После официального развода, однажды придя на квартиру к родителям, Алексей пустил себе пулю в лоб. На столе осталась записка:

«Я не могу жить без Нади…»

Константин Лукич после страшной развязки стал совсем белым, а бабушка слегла, чтобы уже не встать.

У Алексея и Надежды к моменту развода уже был сын Юрий, который стал жить с отчимом Фон Вакано. Пока был жив, Алексей Константинович постоянно пытался оставить сына у себя, о чем хлопотал и дедушка, но деньги пивовара помогли решить дело в пользу неверной жены.

Будучи студентом московского университета Алексей Джалий участвовал в революционных кружках, и за вольнодумство его выслали в Каширу. После долгих хлопот отца – видного инженера, ему разрешили вернуться в Москву, где все и завершилось самоубийством.

Таким образом, злополучная Кашира, недалеко от которой расположен Тюнеж, явилась звеном в цепи событий, приведших к знакомству моих будущих родителей и их женитьбе. Семья деда Константина Лукича, бывая в Кашире у изгнанника Алексея, одновременно посещала и Тюнеж.

Время шло своим чередом, горе и радости сменяли друг друга, сменялись и окружающие люди…


В семье недолго подвизалась некая француженка, которая должна была обучать детей языку, принятому в русских гостиных. Но жизнь в деревне парижанке показалась несносной, и она сбежала, на прощанье, посетовав хозяйке:

– Мсье совсем не умеет ухаживать.

Хозяйка фыркнула от возмущения, и, развернувшись, молча покинула незадачливую француженку.

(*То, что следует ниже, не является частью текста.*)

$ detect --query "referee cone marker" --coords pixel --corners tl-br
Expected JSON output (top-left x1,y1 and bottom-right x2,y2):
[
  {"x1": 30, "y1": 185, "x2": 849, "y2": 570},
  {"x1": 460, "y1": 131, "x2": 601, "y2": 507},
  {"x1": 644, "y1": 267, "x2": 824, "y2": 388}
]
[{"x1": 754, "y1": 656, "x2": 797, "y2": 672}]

По всей видимости, пикантная иностранка стремилась играть в домах своих нанимателей несколько ролей. Но семьянин Щеголев-младший был удивительно верным супругом, чему окрестные красотки дивились, судачили без толку и о чем, видимо, сожалели. Когда Александр на своей выездной лошади, прекрасном темно-гнедом Бедуине проносился по деревне, то девки и молодухи долго глядели во след, любуясь его посадкой, красивой шевелюрой, аккуратными усиками и бородкой, которые так шли к его тонкому, правильному лицу. Матрена Листарова, знавшая все деревенские новости, уныло замолкала, когда заходила речь о «похождениях» хозяина в деревне. Ничего интересного она сообщить не могла.


Пока у нас была фрельна и няня Кулькова жила со мной, я мало общался со старшими детьми. Во-первых, потому, что после поступления в реальное училище, брат стал жить в Кашире у Веры Романовны Цуриковой, начальницы каширской гимназии, а сестра на всю зиму отправлялась в Москву, в институт, помещающийся на Девичьем Поле.

Брат и сестра появлялись только на вакациях, но и тогда мало со мной занимались, так как я был еще совсем карапузом. У них имелись свои «взрослые» забавы – гимнастические снаряды, качели, канат для лазания, вертикальный шест, кольца. Им разрешалось одним ездить на лошадях, они бывали в гостях, сами принимали сверстников. Меня, конечно, всегда старались отшить, ведь я тормозил их мероприятия. Моим обществом оставалась няня и верная Атсютка, для которой мои забавы стали и ее забавами.

У мамы на руках находилось громоздкое хозяйство, которое отвлекало ее от младшего сына, еще требующего неусыпного присмотра и порой старшим детям все же приходилось заниматься со мной.

Я наблюдал за делами старших: они лили свинец, препарировали мышей, занимались на гимнастических снарядах, варили обед на игрушечной кухне, не обращая на меня никакого внимания, и мне приходилось делать собственные выводы о равноправии, справедливости и мироустройстве.

Для приезжих московских детей многие забавы деревенской жизни казались страшными и дикими. Девочки Харкевичи с ужасом взирали как Боря и Туся с гиканьем качались на качелях, взлетая выше перекладины, взбирались на верхний брус гимнастических снарядов. Городские боялись не только сесть на лошадь, но даже подойти к ней, в то время как Боря бесстрашно скакал на резвом Анархисте.